Brendan Keeler, health-tech commentator: ‘Cerner is losing ground to Epic for the premium customers.’
Meanwhile, how Oracle Cerner tackles its software problems while simultaneously challenging Epic’s marketplace dominance is an equally important story in charting the future of electronic health records.
John Neis, the venture investor, says Oracle’s purchase of Cerner is a plausible way for Oracle to enter the fiendishly complicated health-tech field. “It certainly gives Cerner more resources,” he says, adding that Oracle Cerner has to prove “it can create the kind of synergies that work for these kinds of mergers. This is not a business space you waltz into from other sectors.”

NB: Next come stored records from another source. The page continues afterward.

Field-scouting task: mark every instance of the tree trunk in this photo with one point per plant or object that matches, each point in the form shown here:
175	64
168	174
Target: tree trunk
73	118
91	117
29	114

As Neis points out, healthcare is tightly regulated, and its economics are tangled in the confusing world of third-party payers — Medicare, Medicaid, health insurers and employers. This means the people receiving the care usually aren’t the people paying for the care (co-pays aside). “It is an extremely complex market,” says Neis.
And there is a strong feeling among healthcare insiders that Epic knows its niche better than anyone else.
Mark Bakken of HealthX credits Faulkner for making the right call to stay private. “Epic plays the long game,” he says. “They make investments that might not pay off for five to 10 years, while Wall Street expects quarterly or annual results.” Fail to meet earnings projections, and you’re kicked to the curb, Bakken adds.
He suggests that Larry Ellison’s takeover of Cerner — and the uncertainty it introduces over what comes next — may prompt some Cerner customers to consider jumping to Epic when system upgrade time comes.
Tech commentator Brendan Keeler makes the same point. “When you buy million-dollar enterprise software you seek stability,” he says of the costly EHR systems. “When you look at Cerner the last five years, you don’t see it. Instead you see Oracle purchasing Cerner without a clear plan to improve the core product.”
That’s par for the Ellison course, says Tom Erickson, founding director of UW-Madison’s School of Computer, Data & Information Sciences. A former Boston tech executive, Erickson says he regularly saw Oracle buy a company, send out its sales force to sell Oracle business products to a new circle of customers…and that was pretty much it.
“It was almost never a situation of Oracle saying ‘We’re going to do something innovative and sustain this company as a leader,’” Erickson recalls. Instead, “they kind of retreated into what I call ‘the Oracle abyss.’”
As for Oracle Cerner’s ambitious plans to create a national database, he sees it simply as an Ellison ploy to undercut Epic’s dominance. “Cosmos is more comprehensive than anything he can put together,” Erickson says. “Quite frankly, if I were Epic I would just ignore it. You’ve got the market leadership. People will come to you for the data.”
Let’s end with the starting point of this story: How Epic losing a $16 billion Department of Defense contract and the smaller VA contract became the best thing that could have happened to it.
“There was some reflection and realization at Epic that maybe they were lucky to not be the dog that caught the car,” says a cautious tech-industry executive who asked to be quoted anonymously. The scale of the defense department project and its specialized requirements were just too great for even Epic to undertake. It would have drained focus from everything else Epic was successfully doing to diversify and expand its reach, the source says.
Erickson agrees. He tells the story of a company he ran winning a huge contract that wound up “oversizing” his operation. “We spent so much time and effort trying to make it work,” he recalls. “But it compromised our other customers and our workforce.”
That’s the problem with big federal contracts, he says. They are so large and the government so insistent on enforcing its many arcane protocols that the contract can turn into a deadly quagmire for an unprepared company.
How odd it is to conclude by saying that Epic won big by losing big. But that’s the situation for now until we see what comes next from Larry Ellison and Oracle Cerner.